A breakthrough result has been achieved by Yuansi Chen, by then a postdoc paid by the ERC grant, who "essentially" solved the KLS conjecture (Chen 2021), see also https://www.quantamagazine.org/statistics-postdoc-tames-decades-old-geometry-problem-20210301/(öffnet in neuem Fenster) This result came as a surprise and has nothing to do with the formulated goals of the project.

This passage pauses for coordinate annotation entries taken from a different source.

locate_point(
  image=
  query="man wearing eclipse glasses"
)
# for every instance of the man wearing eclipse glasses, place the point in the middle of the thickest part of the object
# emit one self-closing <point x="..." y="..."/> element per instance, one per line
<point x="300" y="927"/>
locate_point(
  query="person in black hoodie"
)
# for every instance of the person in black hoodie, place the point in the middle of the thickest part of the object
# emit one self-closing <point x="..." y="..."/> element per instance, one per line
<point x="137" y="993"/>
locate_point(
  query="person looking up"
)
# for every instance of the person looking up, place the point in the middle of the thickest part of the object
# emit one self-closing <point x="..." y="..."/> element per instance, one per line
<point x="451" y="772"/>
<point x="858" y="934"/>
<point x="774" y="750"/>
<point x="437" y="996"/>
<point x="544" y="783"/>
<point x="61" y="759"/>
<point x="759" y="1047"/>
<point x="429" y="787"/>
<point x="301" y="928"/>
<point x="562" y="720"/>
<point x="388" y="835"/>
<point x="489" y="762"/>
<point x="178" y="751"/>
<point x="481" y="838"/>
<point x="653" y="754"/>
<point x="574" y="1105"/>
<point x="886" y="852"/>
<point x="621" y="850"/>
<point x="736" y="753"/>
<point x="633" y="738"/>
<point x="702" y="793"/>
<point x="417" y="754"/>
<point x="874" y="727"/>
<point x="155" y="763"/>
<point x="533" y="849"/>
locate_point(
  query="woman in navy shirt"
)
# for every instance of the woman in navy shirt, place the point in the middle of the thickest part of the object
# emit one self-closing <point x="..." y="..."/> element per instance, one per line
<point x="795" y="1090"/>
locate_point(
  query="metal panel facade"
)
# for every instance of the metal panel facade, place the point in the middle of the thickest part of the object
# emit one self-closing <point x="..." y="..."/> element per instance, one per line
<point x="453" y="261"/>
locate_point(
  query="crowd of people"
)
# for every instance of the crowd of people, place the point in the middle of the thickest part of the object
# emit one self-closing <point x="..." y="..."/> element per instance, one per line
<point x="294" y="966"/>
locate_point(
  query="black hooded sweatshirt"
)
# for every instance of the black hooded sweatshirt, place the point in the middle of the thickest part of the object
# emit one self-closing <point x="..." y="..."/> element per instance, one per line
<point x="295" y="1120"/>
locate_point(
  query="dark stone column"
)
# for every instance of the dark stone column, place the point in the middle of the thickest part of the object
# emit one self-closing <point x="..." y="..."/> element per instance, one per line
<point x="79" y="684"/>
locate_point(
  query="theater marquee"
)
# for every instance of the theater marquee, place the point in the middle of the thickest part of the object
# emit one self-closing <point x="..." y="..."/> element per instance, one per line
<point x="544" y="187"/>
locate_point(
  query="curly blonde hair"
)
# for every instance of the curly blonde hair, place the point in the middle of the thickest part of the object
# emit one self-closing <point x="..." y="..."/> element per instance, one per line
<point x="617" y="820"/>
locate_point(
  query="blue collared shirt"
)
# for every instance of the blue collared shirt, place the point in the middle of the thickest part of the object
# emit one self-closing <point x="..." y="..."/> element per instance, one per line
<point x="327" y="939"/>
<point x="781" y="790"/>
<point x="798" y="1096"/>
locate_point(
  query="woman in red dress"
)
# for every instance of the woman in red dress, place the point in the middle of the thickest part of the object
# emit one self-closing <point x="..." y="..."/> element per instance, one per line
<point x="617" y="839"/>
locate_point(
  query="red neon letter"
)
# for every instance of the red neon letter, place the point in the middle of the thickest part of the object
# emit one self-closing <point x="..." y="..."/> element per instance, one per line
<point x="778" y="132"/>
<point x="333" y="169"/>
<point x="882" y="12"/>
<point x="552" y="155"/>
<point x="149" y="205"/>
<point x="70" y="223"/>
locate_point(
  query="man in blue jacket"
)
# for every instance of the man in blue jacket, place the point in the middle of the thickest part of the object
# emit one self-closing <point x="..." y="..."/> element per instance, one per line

However, this demonstrates impressively that outstanding statisticians and mathematicians are able to contribute beyondt their area of original expertise!
Our line of work has opened up a new approach to causal inference and distributional robustness, and with this a new approach of causality-inspired machine learning. We have demonstrated its possibilities and limitations in terms of foundational mathematical results as well as empowering interdisciplinary projects. A totally unexpected breakthrough was established by Yuansi Chen with his proof of the KLS conjecture in 2021 -- which was truly thinking beyond state of the art!